Her hand curled around his neck in benediction as her mouth kissed his chin so damn sweetly he felt tears pop into his eyes.

“Blake. It’s not because you took care of me.” She stopped herself from saying more, but he heard the words left unsaid:
It means something.

It was the permission he’d been seeking, the opening he’d prayed she would give him. He opened his eyes.

With her face just inches away, he could make out the fine, pale hairs on her soft cheek. His hand lifted. He watched it travel with the uncertain speed of a balloon in the air, unsure of where it was going. His fingertips finally reached for her face. He traced the curve of her delicate jaw, the line of her soft cheekbone. They traveled up, smoothing her brow.

This time, she let
her
eyes close, and a sigh gusted out of her, hanging in the air between them. His exploration continued. He reacquainted himself with the beauty of her face. His thumb traced the curve of her upper lip and then the bottom. Her mouth parted, and the knowledge that she was fighting the urge to suck his finger into her mouth like she’d always enjoyed doing turned him rock hard in an instant. That would be too intimate. Some touches were tipping points to new plateaus, and right now, they needed to keep to the flats. Cresting to a higher level would be too taxing, too stressful to this new connection between them.

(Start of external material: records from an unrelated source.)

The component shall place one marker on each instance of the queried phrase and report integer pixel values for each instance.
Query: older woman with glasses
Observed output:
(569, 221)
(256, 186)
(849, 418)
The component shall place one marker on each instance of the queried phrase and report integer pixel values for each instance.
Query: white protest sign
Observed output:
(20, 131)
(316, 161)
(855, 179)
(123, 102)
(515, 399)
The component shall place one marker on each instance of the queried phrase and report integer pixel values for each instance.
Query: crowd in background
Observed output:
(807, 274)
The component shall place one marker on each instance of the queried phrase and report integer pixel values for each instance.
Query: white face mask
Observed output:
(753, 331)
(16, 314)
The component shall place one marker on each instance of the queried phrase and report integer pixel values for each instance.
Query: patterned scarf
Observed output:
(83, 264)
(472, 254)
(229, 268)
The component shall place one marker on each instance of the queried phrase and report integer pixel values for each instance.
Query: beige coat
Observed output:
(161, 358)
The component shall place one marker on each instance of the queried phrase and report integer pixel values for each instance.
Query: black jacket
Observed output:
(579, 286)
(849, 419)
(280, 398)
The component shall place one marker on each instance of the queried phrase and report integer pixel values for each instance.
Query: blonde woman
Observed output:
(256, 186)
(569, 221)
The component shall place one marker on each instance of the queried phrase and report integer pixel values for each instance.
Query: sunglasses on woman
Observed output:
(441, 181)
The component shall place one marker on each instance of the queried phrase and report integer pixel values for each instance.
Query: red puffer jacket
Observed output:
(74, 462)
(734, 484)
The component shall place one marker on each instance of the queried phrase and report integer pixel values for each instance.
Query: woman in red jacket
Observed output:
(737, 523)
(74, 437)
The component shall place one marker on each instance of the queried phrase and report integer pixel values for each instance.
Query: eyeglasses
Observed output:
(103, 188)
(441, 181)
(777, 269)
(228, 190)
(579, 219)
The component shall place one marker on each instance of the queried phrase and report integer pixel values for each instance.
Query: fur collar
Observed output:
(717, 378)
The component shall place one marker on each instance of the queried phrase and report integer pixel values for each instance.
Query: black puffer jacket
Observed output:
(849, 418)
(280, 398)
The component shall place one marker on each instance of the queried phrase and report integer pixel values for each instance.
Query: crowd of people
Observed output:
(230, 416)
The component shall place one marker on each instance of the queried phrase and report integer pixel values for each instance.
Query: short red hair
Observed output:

His mouth settled onto hers with more pressure, and then they were kissing for real. Even though he’d kissed her thousands of times, this kiss felt like their first kiss. Filled with hesitation. Laden with unfulfilled promises. Heavy with questions. Burgeoning with hope.

Then her mouth opened under his, and she answered one of his questions. She wanted to take things deeper. He fell under her spell. His tongue slid into her mouth slowly, another question.
How far?
She answered by rubbing her tongue against his. They circled and danced, and he didn’t care that his lungs were screaming for air. He never wanted this kiss to end.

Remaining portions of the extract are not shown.